An inherently parallel H2-ULV factorization for solving dense linear systems on GPUs

TL;DR

This paper introduces an H2-ULV factorization method that enables efficient, parallel dense matrix factorization on GPUs, overcoming traditional hierarchical matrix challenges like load imbalance and serialization.

Contribution

The paper presents a novel H2-ULV factorization technique that achieves linear complexity and inherent parallelism for dense matrix factorization on GPUs.

Findings

Achieves linear complexity in dense matrix factorization.

Removes dependency on trailing sub-matrices for parallelism.

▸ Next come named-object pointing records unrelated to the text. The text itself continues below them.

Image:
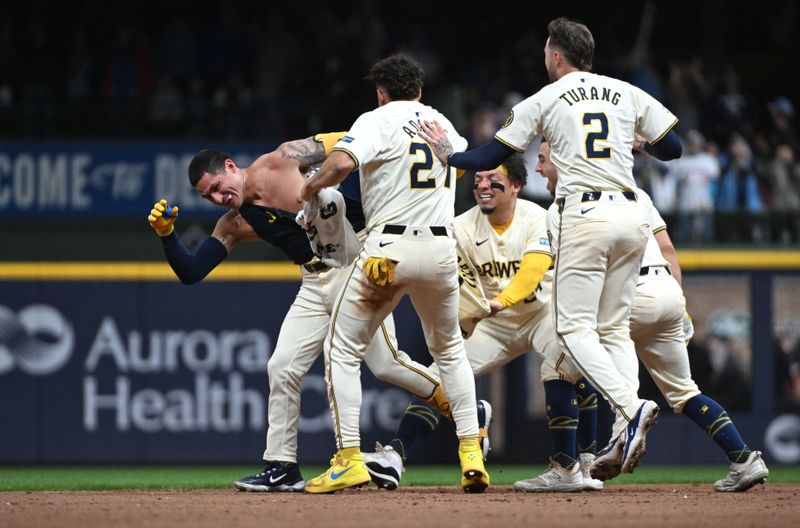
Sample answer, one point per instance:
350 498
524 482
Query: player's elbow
669 148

Enables efficient GPU implementation of hierarchical matrix methods.

Abstract

Hierarchical low-rank approximation of dense matrices can reduce the complexity of their factorization from O(N^3) to O(N). However, the complex structure of such hierarchical matrices makes them difficult to parallelize. The block size and ranks can vary between the sub-blocks, which creates load imbalance. The dependency between the sub-blocks during factorization results in serialization. Since many sub-blocks are low-rank, their small computational load exposes the overhead of runtime systems. The combination of these factors makes it challenging to implement these methods on GPUs. In this work, we show that dense matrices can be factorized with linear complexity, while extracting the potential parallelism of GPUs. This is made possible through the H2-ULV factorization, which removes the dependency on trailing sub-matrices.